# Review Instructions

Please review the MSv4 `antenna_xds` schema and the XRADIO interface (`ps['MSv4_name'].antenna_xds`). Note that the PS (processing set) interface or the main_xds should not be reviewed.

The `antenna_xds` schema specification: https://docs.google.com/spreadsheets/d/14a6qMap9M5r_vjpLnaBKxsR9TF4azN5LVdOxLacOX-s/edit#gid=257301047

The processing set is a loose collection of MSv4 which might come from multiple MSv2 (or ASDMS). Consequently, arbitrary ids are avoided in favor of descriptive strings.

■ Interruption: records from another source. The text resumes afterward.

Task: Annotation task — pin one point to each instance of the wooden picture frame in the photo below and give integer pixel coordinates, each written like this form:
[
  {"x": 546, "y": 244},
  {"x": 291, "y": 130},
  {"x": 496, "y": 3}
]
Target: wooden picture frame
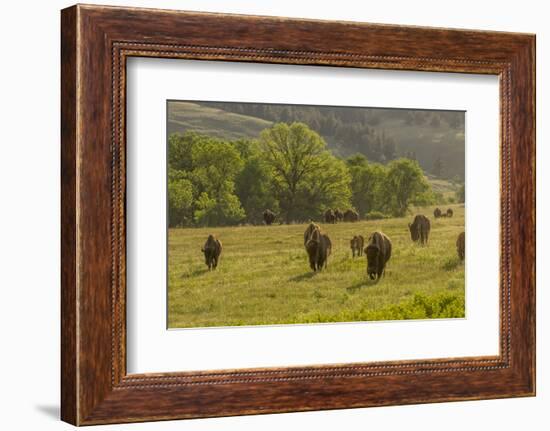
[{"x": 95, "y": 43}]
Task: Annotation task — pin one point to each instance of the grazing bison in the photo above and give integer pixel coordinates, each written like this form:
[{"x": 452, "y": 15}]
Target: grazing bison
[
  {"x": 330, "y": 217},
  {"x": 309, "y": 230},
  {"x": 269, "y": 216},
  {"x": 378, "y": 253},
  {"x": 356, "y": 244},
  {"x": 351, "y": 215},
  {"x": 461, "y": 245},
  {"x": 319, "y": 248},
  {"x": 212, "y": 250},
  {"x": 420, "y": 229}
]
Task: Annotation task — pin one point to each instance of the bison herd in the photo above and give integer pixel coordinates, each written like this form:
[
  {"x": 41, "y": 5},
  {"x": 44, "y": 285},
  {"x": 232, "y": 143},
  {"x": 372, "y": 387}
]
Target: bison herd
[{"x": 318, "y": 245}]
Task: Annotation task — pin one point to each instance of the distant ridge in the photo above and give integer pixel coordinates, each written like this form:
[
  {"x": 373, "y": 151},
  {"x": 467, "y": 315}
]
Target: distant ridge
[{"x": 186, "y": 116}]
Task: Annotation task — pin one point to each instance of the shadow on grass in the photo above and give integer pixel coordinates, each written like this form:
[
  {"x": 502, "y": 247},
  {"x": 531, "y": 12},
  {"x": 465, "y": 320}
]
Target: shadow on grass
[
  {"x": 451, "y": 264},
  {"x": 196, "y": 272},
  {"x": 303, "y": 277},
  {"x": 366, "y": 282}
]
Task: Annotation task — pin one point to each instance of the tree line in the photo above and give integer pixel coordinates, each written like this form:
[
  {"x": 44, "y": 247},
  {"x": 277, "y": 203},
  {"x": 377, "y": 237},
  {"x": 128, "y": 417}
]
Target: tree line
[
  {"x": 350, "y": 130},
  {"x": 288, "y": 169}
]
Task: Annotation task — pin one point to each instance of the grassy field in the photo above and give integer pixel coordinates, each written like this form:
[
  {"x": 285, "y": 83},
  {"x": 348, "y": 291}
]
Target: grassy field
[{"x": 264, "y": 277}]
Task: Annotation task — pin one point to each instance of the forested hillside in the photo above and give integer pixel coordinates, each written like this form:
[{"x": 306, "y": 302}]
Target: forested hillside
[{"x": 434, "y": 138}]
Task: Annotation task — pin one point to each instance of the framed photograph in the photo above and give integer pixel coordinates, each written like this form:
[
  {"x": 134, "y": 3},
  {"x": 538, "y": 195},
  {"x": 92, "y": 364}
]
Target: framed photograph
[{"x": 263, "y": 215}]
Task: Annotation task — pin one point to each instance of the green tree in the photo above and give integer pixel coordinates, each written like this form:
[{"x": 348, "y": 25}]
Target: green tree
[
  {"x": 215, "y": 166},
  {"x": 254, "y": 189},
  {"x": 404, "y": 181},
  {"x": 367, "y": 184},
  {"x": 180, "y": 199},
  {"x": 327, "y": 187},
  {"x": 293, "y": 153}
]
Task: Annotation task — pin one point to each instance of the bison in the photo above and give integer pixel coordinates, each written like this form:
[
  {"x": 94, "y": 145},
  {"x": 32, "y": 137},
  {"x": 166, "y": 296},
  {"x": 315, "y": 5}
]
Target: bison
[
  {"x": 351, "y": 215},
  {"x": 356, "y": 244},
  {"x": 378, "y": 253},
  {"x": 461, "y": 245},
  {"x": 269, "y": 217},
  {"x": 420, "y": 229},
  {"x": 319, "y": 248},
  {"x": 330, "y": 217},
  {"x": 212, "y": 249},
  {"x": 309, "y": 230}
]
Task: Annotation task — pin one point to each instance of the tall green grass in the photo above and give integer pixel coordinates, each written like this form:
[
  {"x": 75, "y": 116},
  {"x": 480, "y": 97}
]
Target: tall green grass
[{"x": 264, "y": 278}]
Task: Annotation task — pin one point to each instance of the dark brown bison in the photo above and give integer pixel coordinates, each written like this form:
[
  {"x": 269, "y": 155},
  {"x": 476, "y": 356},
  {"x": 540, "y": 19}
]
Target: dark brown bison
[
  {"x": 330, "y": 217},
  {"x": 212, "y": 250},
  {"x": 356, "y": 244},
  {"x": 378, "y": 252},
  {"x": 309, "y": 230},
  {"x": 319, "y": 248},
  {"x": 420, "y": 229},
  {"x": 351, "y": 215},
  {"x": 269, "y": 217},
  {"x": 461, "y": 245}
]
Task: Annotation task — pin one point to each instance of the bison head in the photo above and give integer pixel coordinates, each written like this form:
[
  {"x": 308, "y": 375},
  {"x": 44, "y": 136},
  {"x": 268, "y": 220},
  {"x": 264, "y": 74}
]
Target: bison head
[{"x": 373, "y": 258}]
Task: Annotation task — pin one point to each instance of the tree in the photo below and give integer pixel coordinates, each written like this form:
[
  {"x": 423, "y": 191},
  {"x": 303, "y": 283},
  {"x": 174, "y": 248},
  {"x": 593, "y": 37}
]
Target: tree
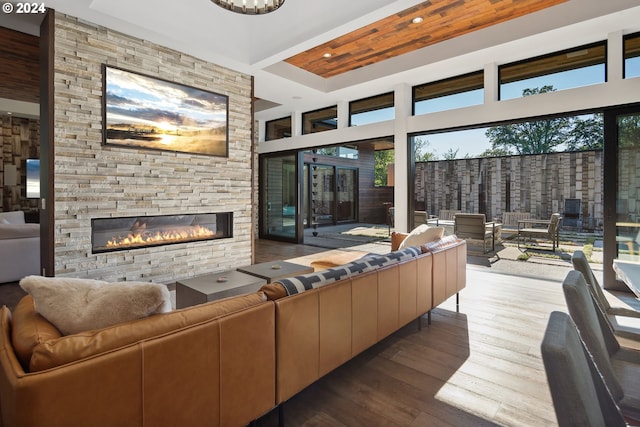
[
  {"x": 450, "y": 154},
  {"x": 544, "y": 136},
  {"x": 629, "y": 131},
  {"x": 420, "y": 148},
  {"x": 382, "y": 159},
  {"x": 586, "y": 134}
]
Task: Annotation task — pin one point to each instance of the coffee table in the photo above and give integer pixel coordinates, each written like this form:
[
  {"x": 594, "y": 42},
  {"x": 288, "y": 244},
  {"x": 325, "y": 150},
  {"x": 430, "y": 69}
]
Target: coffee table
[
  {"x": 210, "y": 287},
  {"x": 274, "y": 270}
]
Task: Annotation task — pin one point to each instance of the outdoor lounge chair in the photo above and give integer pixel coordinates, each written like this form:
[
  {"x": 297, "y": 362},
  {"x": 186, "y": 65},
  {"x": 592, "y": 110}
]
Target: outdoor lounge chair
[
  {"x": 581, "y": 264},
  {"x": 580, "y": 396},
  {"x": 619, "y": 366},
  {"x": 475, "y": 227},
  {"x": 526, "y": 230}
]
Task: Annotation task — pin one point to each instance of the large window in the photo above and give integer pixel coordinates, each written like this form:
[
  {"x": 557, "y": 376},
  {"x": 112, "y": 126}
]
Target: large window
[
  {"x": 582, "y": 66},
  {"x": 455, "y": 92},
  {"x": 371, "y": 110},
  {"x": 277, "y": 129},
  {"x": 632, "y": 56},
  {"x": 320, "y": 120}
]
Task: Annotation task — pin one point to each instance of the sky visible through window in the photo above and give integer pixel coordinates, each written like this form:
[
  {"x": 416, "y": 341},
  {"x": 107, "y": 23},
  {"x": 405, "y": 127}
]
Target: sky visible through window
[{"x": 473, "y": 142}]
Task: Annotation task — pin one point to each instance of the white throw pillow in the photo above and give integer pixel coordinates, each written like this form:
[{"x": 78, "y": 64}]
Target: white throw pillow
[
  {"x": 422, "y": 234},
  {"x": 13, "y": 217},
  {"x": 76, "y": 305}
]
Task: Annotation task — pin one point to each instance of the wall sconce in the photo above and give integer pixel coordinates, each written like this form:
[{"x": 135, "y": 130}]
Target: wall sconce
[{"x": 10, "y": 175}]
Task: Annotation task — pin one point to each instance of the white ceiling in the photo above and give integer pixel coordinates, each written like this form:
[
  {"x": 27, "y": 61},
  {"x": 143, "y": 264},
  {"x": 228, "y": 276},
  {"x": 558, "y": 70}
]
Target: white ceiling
[{"x": 257, "y": 45}]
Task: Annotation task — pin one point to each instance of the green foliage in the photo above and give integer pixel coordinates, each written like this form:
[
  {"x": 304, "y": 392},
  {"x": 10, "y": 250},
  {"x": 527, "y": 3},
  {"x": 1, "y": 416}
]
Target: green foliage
[
  {"x": 421, "y": 149},
  {"x": 629, "y": 130},
  {"x": 382, "y": 158},
  {"x": 450, "y": 154}
]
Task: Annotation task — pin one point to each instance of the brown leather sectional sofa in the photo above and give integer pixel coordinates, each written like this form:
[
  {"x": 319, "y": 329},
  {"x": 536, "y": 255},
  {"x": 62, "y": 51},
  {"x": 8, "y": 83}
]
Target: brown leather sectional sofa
[{"x": 223, "y": 363}]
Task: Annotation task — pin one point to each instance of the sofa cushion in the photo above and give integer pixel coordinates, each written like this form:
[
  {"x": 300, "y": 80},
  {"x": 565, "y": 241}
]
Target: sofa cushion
[
  {"x": 396, "y": 239},
  {"x": 422, "y": 234},
  {"x": 28, "y": 329},
  {"x": 336, "y": 259},
  {"x": 298, "y": 284},
  {"x": 274, "y": 291},
  {"x": 442, "y": 243},
  {"x": 75, "y": 305},
  {"x": 13, "y": 217},
  {"x": 69, "y": 348}
]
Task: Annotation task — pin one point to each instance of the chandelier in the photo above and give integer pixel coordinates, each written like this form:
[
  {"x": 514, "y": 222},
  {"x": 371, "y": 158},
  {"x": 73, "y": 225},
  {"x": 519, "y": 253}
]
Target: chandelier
[{"x": 250, "y": 7}]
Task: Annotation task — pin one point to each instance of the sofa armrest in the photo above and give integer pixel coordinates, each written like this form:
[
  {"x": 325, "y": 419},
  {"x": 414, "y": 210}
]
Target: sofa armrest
[{"x": 396, "y": 239}]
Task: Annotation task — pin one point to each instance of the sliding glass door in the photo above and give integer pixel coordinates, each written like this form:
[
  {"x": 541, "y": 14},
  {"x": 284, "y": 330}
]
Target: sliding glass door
[
  {"x": 622, "y": 191},
  {"x": 346, "y": 193},
  {"x": 279, "y": 198}
]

Two example datasets will be used VLBA_TL016B_split_lsrk.ms (VLBI) and uid___A002_X1015532_X1926f.small.ms (Single Dish).

## Preparatory Material
Go over Xarray nomenclature and selection syntax:
- https://docs.xarray.dev/en/latest/user-guide/terminology.html
- https://docs.xarray.dev/en/latest/user-guide/indexing.html

MSv2 and CASA documentation:
- MSv2 schema: https://casacore.github.io/casacore-notes/229.pdf
- MSv3 schema: https://casacore.github.io/casacore-notes/264.pdf

VLBI MSv2 extension: 
https://casacore.github.io/casacore-notes/265.pdf

## `antenna_xds` Schema
The ANTENNA, FEED, GAIN_CURVE, PHASE_CAL, and INTERFEROMETER_MODEL (VLBI, not yet included) tables in the MSv2 contain closely related information that is all related to the antenna. The MSv4 contains a single SPW, consequently, an antenna will only have a single feed associated with it.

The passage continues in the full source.